Il pourrait s'arrêter. Retourne-toi, fais une blague, va la trouver.

Mais sa queue était déjà dure, son pouls s'emballait déjà avec le frisson interdit de celui-ci. Le problème était le problème – le danger dont il avait rêvé dans la chaleur et la pression des corps, maintenant là, réel, sa main dans la sienne. Il pensait à sa femme dansant quelque part à l'intérieur. Inconscient, et la trahison le faisait souffrir de besoin.

Il a choisi l'automne.

Elle poussa la porte ; la nuit froide lui frappa les joues. Ruelle béante, les ombres les engloutissent entières. Elle se tourna. Elle s'appuya contre le revêtement rugueux, les fesses relevées, la jupe relevée d'une hauteur obscène. Il pouvait à peine distinguer le mouvement rouge d'une queue de diable, l'éclat pâle de la peau. Elle se retourna une fois, le masque cachant tout, et cambra le dos en guise de présentation. La musique à l’intérieur s’estompa au rythme d’un tambour de guerre lointain. Il fouilla sa braguette, la bite impatiente, ayant besoin de ronger des trous dans sa détermination.

Il se plaça derrière elle, lui serra les hanches. Sa chair si familière et si fausse. Et il entra d'un seul coup, dur et affamé. Elle haleta, ses épaules se soulevant. Les paumes à plat contre le revêtement froid, les talons s'enfonçant alors qu'elle s'appuyait contre lui. L'écho de ses gémissements frissonnait à travers les briques, la soie et la crasse emmêlées dans l'air de la ruelle.

Il la baisa plus profondément, plus brutalement, poussé par le vilain frisson du risque. La chance électrisante de la découverte. Son souffle était blanc contre les briques. Les cheveux en bataille et emmêlés dans ses doigts, la tête rejetée en arrière. La façon dont sa chatte s'accrochait à lui. Souple, impatient, avalant chaque poussée égoïste, lui envoyait des étincelles dans le dos. Elle a pris tout ce qu'il a donné. Ses hanches reculent brusquement. Des murmures se transformaient en petits sons sauvages qui appartenaient à un inconnu et le faisaient la baiser plus fort pour cela.

Quelqu'un a ri à l'embouchure de la ruelle. Aucun d’eux ne s’en souciait.
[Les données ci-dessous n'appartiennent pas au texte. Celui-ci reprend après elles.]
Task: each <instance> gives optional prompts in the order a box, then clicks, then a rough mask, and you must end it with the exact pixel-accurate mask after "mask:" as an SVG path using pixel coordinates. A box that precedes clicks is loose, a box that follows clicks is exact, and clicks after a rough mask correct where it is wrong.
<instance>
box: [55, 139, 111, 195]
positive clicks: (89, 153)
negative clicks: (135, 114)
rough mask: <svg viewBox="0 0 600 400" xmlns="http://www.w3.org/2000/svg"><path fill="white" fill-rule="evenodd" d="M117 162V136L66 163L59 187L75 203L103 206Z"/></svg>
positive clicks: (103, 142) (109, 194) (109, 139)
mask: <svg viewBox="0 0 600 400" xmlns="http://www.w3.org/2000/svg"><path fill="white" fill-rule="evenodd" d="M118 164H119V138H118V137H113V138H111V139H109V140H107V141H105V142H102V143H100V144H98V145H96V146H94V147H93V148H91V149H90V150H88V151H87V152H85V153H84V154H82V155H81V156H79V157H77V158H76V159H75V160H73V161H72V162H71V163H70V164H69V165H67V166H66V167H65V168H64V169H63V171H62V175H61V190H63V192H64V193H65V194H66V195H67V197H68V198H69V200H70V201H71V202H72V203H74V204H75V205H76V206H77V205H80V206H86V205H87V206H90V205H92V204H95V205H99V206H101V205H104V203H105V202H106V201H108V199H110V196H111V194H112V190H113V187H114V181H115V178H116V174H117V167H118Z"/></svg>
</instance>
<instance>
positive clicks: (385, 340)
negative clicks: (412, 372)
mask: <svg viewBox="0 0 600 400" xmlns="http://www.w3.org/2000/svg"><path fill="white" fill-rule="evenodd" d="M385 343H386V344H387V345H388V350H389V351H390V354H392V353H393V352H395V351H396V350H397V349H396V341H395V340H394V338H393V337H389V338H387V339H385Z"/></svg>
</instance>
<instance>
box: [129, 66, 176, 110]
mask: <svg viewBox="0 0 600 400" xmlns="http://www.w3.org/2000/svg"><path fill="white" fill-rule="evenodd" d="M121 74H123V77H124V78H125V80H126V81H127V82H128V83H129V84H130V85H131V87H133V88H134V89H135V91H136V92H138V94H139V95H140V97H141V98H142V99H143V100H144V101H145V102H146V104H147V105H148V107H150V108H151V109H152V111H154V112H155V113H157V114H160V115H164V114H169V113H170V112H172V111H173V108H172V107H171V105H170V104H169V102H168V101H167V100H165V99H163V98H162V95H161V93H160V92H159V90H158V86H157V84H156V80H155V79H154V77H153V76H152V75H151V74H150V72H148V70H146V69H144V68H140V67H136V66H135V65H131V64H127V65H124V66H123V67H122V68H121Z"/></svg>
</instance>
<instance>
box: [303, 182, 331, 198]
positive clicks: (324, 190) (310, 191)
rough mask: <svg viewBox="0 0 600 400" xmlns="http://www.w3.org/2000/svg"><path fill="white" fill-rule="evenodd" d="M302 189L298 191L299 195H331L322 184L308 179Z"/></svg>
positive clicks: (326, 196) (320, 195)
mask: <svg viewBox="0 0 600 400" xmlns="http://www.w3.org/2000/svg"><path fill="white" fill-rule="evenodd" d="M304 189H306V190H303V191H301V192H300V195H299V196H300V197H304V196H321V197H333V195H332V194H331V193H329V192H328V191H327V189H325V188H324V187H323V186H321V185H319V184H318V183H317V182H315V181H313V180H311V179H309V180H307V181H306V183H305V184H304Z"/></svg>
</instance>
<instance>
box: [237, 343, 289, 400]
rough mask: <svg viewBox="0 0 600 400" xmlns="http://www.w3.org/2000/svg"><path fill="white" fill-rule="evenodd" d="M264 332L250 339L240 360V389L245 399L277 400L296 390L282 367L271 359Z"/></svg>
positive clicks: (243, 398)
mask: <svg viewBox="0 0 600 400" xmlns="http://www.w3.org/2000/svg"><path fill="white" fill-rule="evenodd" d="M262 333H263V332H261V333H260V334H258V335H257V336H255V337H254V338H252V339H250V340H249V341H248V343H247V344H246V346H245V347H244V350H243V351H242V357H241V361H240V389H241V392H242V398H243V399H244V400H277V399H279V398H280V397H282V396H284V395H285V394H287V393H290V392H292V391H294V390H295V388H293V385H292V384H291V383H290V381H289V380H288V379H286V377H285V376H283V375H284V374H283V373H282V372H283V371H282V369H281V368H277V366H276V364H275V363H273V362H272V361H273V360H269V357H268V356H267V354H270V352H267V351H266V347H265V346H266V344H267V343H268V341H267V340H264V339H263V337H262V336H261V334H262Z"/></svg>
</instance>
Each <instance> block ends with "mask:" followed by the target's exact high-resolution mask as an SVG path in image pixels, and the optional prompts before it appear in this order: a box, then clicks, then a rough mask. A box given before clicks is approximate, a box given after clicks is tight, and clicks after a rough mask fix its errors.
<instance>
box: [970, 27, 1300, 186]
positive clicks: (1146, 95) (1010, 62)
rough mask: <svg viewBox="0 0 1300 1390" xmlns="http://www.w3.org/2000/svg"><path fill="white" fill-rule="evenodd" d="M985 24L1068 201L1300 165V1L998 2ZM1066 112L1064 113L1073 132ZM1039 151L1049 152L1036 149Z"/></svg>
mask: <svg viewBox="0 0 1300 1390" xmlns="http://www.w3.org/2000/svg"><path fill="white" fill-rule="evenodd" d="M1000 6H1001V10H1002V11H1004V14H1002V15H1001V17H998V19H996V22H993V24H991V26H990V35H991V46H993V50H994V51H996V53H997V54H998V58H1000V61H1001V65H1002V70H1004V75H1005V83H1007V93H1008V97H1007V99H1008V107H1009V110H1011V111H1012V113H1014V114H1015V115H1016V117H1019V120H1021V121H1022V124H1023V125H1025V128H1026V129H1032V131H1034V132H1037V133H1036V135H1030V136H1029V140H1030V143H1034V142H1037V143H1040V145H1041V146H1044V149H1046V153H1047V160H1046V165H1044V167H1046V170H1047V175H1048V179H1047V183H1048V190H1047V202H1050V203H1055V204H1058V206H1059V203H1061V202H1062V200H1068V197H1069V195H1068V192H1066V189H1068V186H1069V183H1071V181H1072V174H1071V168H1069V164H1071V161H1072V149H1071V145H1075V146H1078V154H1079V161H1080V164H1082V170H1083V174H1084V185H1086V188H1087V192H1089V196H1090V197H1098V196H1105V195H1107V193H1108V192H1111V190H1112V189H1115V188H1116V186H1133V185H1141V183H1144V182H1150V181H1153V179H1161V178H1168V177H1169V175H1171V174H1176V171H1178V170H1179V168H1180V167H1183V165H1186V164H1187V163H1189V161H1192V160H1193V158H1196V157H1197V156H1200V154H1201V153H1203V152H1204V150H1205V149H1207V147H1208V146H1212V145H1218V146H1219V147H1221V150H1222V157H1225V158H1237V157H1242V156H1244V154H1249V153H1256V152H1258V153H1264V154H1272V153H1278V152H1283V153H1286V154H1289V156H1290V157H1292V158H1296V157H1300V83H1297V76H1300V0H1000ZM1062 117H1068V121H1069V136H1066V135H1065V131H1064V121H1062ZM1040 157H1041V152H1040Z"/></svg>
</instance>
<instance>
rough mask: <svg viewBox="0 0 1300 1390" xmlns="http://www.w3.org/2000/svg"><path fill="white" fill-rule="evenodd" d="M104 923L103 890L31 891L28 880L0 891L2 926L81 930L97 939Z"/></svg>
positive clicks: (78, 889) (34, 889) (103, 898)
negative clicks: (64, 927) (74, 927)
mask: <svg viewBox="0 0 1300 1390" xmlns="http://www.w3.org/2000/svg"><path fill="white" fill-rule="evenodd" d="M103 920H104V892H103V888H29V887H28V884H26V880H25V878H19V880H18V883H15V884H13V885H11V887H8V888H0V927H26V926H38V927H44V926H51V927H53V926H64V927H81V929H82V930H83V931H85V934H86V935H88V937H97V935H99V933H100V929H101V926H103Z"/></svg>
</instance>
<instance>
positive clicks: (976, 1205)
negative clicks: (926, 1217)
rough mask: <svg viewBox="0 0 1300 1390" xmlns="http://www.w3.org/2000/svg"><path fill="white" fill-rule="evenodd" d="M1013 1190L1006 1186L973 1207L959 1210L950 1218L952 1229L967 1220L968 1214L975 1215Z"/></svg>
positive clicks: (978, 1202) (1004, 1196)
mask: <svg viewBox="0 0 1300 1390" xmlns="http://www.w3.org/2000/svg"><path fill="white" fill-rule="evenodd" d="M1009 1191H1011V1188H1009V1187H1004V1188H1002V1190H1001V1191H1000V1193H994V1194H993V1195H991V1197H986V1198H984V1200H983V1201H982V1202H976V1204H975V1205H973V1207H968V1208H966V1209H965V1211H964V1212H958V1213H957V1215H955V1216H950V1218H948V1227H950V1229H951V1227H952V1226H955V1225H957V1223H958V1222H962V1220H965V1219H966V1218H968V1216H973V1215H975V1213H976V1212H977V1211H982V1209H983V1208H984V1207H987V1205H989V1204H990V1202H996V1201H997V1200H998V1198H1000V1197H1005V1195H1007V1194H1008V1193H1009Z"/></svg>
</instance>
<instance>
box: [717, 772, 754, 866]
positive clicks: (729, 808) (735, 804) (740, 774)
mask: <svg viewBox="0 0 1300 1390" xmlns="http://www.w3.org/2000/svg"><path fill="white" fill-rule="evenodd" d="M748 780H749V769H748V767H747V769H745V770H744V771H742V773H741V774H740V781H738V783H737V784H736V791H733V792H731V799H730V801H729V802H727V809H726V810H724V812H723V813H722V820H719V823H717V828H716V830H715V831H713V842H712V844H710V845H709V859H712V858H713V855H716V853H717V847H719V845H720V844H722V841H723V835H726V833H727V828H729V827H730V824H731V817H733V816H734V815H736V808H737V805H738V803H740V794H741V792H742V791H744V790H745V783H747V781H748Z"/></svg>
Il la pressa plus fort contre le mur, sentit le bâtiment trembler avec leur secret, son corps réduit au rythme et au besoin. Elle gémit, ses hanches bégayant. Les cuisses tremblaient alors qu'elle trouvait son plaisir, se frottant les fesses à un rythme irrégulier et impuissant. La faim crue dans sa voix brisa son contrôle. Il se vida en elle, grognant, perdu, son sperme se déversant chaud et profond alors qu'il s'accrochait à elle.

Il se retira, se rangea, les doigts tremblant sur sa fermeture éclair. Elle restait penchée contre le mur, la jupe toujours relevée, les cuisses luisant dans la lumière de la ruelle. Il devrait dire quelque chose. Remerciez-la, excusez-vous, reconnaissez l'énormité de ce qu'ils ont fait.

Il n'a rien dit.

Il l'a laissée là. Fuyant, courbé, anonyme, et se glissa à l'intérieur, la musique ravalant sa culpabilité. Au bar, il s'est lavé les mains. Frottant son odeur, il attrapa deux verres avec les doigts qui tremblaient encore. La basse résonnait dans sa poitrine comme une confession qu'il ne pouvait pas exprimer.

Et là, descendant les escaliers, les hanches roulantes, les yeux fous derrière son masque, sa femme. Impossible : satin rouge, cornes de diable, lèvres brillantes. Aussi ruiné et radieux que l’étranger dehors. Sa gorge devint sèche ; les lunettes se brisèrent presque sous sa poigne.

« …J'étais juste avec toi dans la ruelle. J'ai dit que je t'apporterais ton verre – comment m'as-tu battu à l'intérieur ? Ces mots brisent la vérité.

Elle lui attrapa la main et l'entraîna dans le silence sous les escaliers. Il enfonça ses doigts dans sa culotte, lui fit sentir à quel point elle était mouillée, marquée, pleine du sperme d'un autre homme. La luxure, la terreur et la crainte s'entremêlaient dans sa poitrine. Il était sûr que tout le monde à la fête pouvait entendre son cœur crier.

De la ruelle, le parfum de leur secret flottait encore, éhonté et indéniable.

À l’intérieur, la fête continuait, sauvage et obscène.

Et la nuit, d’une manière ou d’une autre, fut plus affamée que jamais.